Consider buying a different surge suppressor that lists all of the minimum specifications. Make sure the device you choose comes with UL 1449 listing.

Q. What does a good outlet surge suppressor usually cost?

For home use, quality surge suppressor prices can be found for as little as $7-$8 for a small single-outlet model. Larger models with six to eight outlets can be $25-$50 or so depending on their features.

Q. What can’t a surge suppressor do?

It cannot protect you from power outages (blackouts) or power sags (brownouts). It provides only limited protection from surges and nearby lightning strikes.

Q. What about my older home?

A surge suppressor will only work if plugged into a properly grounded three-prong outlet. If your home features two-prong or improperly grounded three-prong outlets, talk to an electrical contractor about upgrading.

Q. What about my old surge suppressor?

The UL Standard 1449 became more strict in August 1998, so older versions may be less safe. The UL Standard 1449 must be stamped or embossed on the device for adequate protection.
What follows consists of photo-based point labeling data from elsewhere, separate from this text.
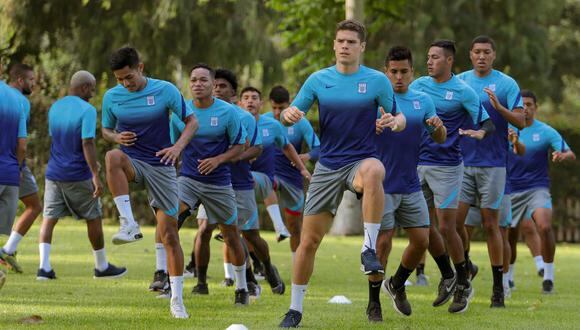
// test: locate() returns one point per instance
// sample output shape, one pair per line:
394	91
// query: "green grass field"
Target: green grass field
75	300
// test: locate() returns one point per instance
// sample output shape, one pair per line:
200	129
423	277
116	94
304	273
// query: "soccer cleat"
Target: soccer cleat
178	310
200	288
112	271
374	312
422	280
228	282
242	297
291	319
446	290
10	261
461	299
189	271
547	287
42	275
160	281
275	281
128	232
369	263
497	298
399	297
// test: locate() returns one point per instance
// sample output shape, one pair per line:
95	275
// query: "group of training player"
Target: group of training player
460	151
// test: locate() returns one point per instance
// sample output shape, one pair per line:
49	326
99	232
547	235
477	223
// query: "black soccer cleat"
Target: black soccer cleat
291	319
369	263
399	297
445	291
112	271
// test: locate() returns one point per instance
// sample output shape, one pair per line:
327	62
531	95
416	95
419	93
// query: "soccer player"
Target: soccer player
205	176
12	152
530	182
135	115
405	205
22	79
441	167
348	95
485	160
289	181
72	185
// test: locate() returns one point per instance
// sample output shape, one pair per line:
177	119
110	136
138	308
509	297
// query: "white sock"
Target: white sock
276	216
511	272
44	249
549	271
160	257
539	262
240	276
228	270
12	242
124	207
176	283
297	299
101	262
371	234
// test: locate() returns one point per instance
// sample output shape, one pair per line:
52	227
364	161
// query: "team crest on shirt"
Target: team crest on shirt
362	88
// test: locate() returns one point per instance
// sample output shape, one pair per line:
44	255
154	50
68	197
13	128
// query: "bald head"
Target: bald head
82	84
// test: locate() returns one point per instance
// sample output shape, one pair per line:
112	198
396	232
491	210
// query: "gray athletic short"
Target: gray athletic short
524	203
263	186
28	184
63	199
160	183
505	214
483	184
8	208
247	210
327	187
219	201
441	185
290	197
405	210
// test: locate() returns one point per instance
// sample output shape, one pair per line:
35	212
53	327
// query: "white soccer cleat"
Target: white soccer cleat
178	310
128	233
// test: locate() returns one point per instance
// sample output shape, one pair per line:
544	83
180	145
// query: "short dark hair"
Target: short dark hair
447	45
229	76
122	57
399	53
18	70
203	66
352	25
483	40
251	89
279	94
530	94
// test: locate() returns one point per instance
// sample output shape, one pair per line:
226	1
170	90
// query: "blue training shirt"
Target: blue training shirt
13	127
241	173
531	170
492	150
146	113
219	127
454	101
347	107
70	120
298	133
399	151
273	136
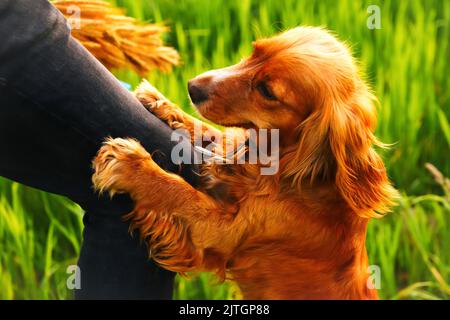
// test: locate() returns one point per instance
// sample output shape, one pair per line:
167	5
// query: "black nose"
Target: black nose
197	93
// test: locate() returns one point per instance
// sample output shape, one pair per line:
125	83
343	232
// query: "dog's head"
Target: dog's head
306	83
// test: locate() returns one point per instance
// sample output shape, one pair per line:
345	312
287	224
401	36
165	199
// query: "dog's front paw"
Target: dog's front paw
160	106
149	96
116	163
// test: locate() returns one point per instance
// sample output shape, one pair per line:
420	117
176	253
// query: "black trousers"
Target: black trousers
57	104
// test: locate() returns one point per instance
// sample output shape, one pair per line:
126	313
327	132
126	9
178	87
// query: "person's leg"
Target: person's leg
57	104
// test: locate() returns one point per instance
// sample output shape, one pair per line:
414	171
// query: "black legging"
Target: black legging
57	104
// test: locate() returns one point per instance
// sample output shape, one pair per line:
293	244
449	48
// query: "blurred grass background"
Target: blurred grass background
407	63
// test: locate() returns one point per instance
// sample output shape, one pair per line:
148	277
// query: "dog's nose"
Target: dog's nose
197	92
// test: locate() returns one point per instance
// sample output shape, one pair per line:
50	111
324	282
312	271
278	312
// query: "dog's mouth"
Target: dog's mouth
202	109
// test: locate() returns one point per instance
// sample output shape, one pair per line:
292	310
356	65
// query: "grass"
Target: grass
406	63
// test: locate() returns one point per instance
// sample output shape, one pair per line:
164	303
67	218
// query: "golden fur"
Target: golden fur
298	234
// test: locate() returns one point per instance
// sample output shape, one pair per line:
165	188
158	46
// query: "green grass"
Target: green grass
407	63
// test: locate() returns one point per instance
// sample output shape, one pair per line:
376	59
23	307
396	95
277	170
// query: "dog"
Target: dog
296	234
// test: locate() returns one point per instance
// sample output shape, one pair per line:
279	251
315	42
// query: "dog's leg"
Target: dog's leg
180	224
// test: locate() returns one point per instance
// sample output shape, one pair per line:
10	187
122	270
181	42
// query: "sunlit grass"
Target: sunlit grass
407	63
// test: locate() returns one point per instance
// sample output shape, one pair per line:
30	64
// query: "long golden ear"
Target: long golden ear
360	172
336	145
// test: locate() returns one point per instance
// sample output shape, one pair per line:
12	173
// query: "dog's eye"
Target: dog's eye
265	91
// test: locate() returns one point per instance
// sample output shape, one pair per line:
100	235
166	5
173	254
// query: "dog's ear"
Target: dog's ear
336	145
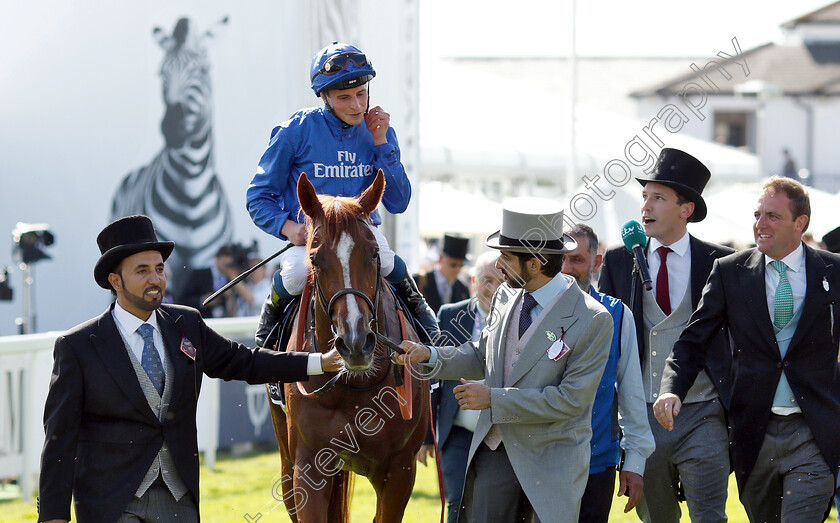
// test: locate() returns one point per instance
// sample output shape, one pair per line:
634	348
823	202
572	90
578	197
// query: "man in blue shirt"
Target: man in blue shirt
340	146
619	415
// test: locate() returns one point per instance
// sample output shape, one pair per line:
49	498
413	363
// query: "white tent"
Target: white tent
474	124
444	209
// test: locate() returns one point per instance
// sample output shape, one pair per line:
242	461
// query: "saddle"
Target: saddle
278	339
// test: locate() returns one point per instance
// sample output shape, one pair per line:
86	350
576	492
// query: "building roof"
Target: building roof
829	14
798	68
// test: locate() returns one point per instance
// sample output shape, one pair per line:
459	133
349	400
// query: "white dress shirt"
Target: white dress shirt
679	267
795	274
128	324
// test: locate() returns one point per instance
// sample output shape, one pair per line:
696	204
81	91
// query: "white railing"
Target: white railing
25	369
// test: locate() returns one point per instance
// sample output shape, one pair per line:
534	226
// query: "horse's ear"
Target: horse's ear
308	198
369	200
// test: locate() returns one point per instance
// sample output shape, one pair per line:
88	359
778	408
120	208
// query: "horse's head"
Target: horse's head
344	256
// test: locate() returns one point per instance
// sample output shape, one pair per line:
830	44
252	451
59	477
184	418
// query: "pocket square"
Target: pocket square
188	348
558	349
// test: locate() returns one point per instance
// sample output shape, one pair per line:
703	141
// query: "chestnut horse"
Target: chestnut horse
373	420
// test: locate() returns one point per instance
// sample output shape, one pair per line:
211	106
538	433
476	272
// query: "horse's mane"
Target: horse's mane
341	214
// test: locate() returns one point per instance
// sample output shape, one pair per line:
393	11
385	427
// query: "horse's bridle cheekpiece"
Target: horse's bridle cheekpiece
532	225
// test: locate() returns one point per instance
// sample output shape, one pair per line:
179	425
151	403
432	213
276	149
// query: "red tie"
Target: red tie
662	292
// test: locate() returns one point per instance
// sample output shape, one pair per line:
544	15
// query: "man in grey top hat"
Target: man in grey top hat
441	285
541	355
120	416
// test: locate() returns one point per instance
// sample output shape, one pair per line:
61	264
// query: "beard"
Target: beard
516	279
142	302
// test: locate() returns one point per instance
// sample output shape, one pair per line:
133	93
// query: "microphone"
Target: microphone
635	240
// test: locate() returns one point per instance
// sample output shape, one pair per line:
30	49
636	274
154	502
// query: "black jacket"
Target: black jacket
101	434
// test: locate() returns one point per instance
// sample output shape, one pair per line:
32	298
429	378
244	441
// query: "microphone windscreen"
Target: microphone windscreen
633	234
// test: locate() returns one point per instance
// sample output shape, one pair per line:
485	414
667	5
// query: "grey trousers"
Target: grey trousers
497	495
158	504
695	454
790	480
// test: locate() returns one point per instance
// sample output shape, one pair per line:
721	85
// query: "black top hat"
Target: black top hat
121	239
685	174
455	247
831	239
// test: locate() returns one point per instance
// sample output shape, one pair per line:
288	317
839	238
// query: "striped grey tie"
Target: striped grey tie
151	359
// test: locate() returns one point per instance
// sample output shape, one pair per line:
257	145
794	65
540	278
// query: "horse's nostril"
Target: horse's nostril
370	343
340	346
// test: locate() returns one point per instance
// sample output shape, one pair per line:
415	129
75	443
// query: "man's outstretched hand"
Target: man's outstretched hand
666	407
414	353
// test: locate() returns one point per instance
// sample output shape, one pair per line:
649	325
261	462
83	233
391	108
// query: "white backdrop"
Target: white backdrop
81	106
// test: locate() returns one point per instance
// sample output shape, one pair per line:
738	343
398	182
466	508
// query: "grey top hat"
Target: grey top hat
121	239
532	225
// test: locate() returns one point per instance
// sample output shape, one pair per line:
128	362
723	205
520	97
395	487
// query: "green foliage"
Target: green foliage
243	485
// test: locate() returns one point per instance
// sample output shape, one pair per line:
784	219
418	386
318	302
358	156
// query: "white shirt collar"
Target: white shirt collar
129	322
554	287
678	247
792	260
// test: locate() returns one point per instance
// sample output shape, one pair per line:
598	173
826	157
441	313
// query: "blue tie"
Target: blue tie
528	303
151	359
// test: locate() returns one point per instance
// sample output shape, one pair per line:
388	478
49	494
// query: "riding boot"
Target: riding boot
270	316
425	316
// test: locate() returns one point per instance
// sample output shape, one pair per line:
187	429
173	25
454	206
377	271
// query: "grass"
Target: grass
242	486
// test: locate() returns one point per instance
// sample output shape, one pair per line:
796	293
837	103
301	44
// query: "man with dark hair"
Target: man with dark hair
541	355
120	413
459	322
693	462
778	302
619	416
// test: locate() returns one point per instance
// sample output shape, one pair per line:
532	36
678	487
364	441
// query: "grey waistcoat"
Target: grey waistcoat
661	333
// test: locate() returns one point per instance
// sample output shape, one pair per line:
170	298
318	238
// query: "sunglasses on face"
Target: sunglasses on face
339	62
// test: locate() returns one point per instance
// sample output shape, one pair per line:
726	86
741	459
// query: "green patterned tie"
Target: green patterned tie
784	297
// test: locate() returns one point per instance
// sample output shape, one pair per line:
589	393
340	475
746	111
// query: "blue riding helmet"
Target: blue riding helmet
339	66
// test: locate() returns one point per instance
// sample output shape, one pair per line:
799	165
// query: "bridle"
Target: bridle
327	306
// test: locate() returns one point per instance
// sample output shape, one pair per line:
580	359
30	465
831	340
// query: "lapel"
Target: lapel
559	313
172	330
430	290
110	348
816	296
467	321
751	288
701	267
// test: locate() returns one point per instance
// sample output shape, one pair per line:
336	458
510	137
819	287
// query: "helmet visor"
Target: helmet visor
339	62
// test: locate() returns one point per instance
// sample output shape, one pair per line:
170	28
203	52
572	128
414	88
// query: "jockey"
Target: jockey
340	147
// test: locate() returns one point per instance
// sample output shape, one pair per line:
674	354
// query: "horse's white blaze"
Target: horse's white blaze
343	251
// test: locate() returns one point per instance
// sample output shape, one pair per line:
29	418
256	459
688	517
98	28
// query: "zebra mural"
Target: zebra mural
179	188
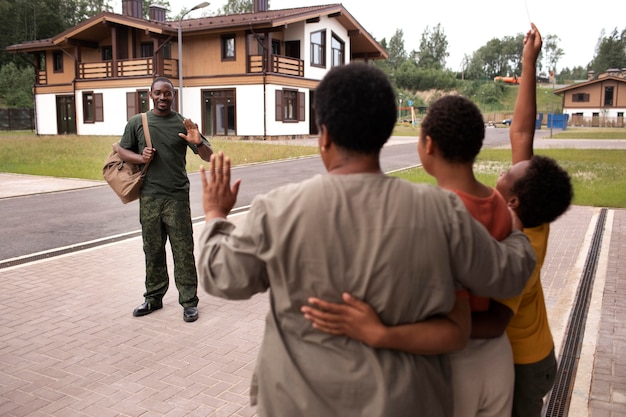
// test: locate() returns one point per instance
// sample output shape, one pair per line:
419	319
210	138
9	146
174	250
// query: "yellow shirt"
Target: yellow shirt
529	330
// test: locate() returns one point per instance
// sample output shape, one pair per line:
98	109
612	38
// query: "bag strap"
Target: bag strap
146	133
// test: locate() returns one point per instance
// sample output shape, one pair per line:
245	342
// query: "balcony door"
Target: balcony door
219	118
66	115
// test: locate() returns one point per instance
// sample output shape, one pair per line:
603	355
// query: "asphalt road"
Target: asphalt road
44	225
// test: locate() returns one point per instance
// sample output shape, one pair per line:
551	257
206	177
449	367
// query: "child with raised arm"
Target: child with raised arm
478	390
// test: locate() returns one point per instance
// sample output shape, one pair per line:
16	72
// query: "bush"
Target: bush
16	86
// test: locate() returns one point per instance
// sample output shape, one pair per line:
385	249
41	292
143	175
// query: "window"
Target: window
147	50
228	47
580	97
107	53
166	50
292	49
137	102
57	61
608	96
289	106
338	51
275	46
290	100
318	48
92	107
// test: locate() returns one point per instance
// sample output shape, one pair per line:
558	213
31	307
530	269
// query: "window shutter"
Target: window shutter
131	105
279	105
301	107
98	107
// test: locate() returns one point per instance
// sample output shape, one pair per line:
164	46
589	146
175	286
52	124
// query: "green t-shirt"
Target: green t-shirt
166	176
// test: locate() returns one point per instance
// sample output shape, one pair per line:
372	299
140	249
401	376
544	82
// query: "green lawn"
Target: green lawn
599	176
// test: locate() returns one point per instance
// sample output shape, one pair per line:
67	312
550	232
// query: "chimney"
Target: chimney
261	6
132	8
157	13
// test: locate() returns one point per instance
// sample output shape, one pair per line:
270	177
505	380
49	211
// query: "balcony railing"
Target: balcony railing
125	68
278	64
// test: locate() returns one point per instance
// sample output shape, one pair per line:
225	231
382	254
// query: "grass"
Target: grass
598	175
72	156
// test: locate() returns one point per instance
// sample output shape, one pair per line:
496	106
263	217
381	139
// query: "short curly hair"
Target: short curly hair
455	124
545	192
357	105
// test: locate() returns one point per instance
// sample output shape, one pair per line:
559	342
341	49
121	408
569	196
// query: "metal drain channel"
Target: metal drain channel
560	398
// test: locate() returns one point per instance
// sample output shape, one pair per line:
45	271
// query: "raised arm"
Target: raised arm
522	130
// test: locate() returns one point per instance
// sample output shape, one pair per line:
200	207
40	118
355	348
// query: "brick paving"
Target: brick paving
69	345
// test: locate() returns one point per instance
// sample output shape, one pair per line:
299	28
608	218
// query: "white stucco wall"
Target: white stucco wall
588	112
46	114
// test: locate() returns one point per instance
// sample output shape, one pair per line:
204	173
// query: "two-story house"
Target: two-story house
250	75
599	101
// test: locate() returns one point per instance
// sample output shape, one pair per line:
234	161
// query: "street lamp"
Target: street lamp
180	52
If an old suppressor discolors, overheats or shows signs of melting, replace it immediately. If your old surge suppressor indicator lights are not working, it should be replaced.

Q. Can I protect my whole house or office from power quality problems?

A panel-mounted surge protector provides surge suppression and protects your electrical system from power surges originating outside the building. For true overall protection, all electronics connected to telephones, cable TV or a digital satellite system should also be plugged into outlet surge suppressors with phone, cable TV or digital satellite system protection.